About 270 Latino students from 10 regional high schools converged at SOU for the campus-wide conference filled with workshops and presentations.
“We want to celebrate César Chávez’ legacy of social justice, social equality, opportunity, the ability to go reach your dreams, education. Those are the main goals of what the conference really wants to do and offer,” said Jonathan Chavez Baez, minority outreach coordinator for recruitment and pre-college youth programs at SOU.
The nearly 300-student attendance set a record for the conference, said Chavez Baez, who helped found the conference at SOU and organizes it each year.
A total of 22 different presentations by about 40 presenters throughout the day across campus focused on subjects like “Machismo in Latino Culture,” “Exploring Identity Through Art,” “Advantages of Earning Early College Credit in High School,” "How Technology & Robots Inspire Creativity” and even one simply titled “How to Get a Job.”
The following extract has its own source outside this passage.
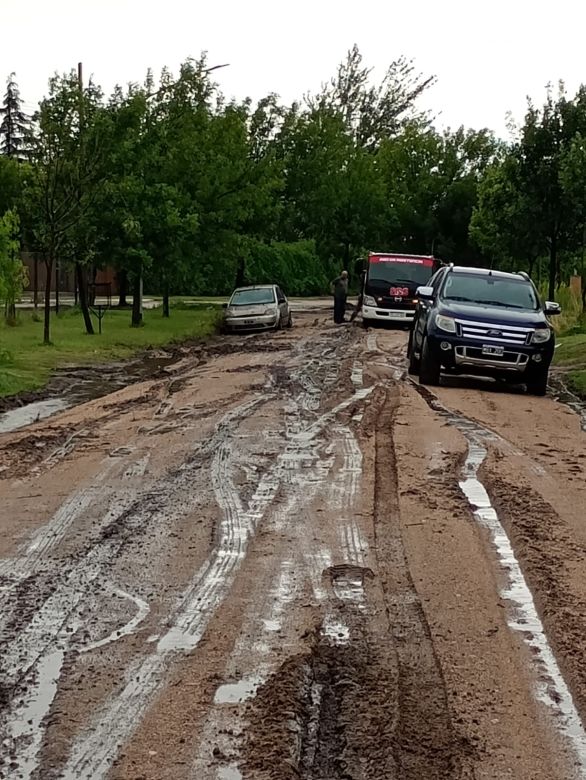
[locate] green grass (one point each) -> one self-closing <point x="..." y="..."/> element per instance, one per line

“I really like this university and today was great,” said 16-year-old Rheanna Murillo, who attends Mazama High School in Klamath Falls.
Murillo said she envisions herself attending SOU some day.
Her favorite presentation Friday was titled “Racialized Expectations,” which helped students explore the more subtle forms of racism Latinos may experience.
One thing she’ll walk away from the conference with is to remember “I should be proud of my culture, never be embarrassed.”
For 18-year-old Phoenix High School senior Ramon Bus, the presentation “How to Get a Job,” was a big help.
“It was my favorite because not everyone knows about resumes and everything else you have to do to get a job,” Bus said.
Dozens of volunteers and financial support from the university and several regional partners help to support the conference, Chavez Baez said.
“Each one of the participants plays a key role in our success,” he said.
High schools from Henley, Mazama, Grants Pass, North Medford, South Medford, Central Medford, Phoenix, Crater, Eagle Point and Ashland took part in the conference.
“This was a very successful year,” Chavez Baez said, enjoying the 70-student increase over last year.
He said the conference has enough student interest to grow, and the space to handle about 500, but there are several variables — funding foremost — that could restrict that.
“We’ll see what we can do to help support that,” Chavez Baez said. “We want to grow for sure.”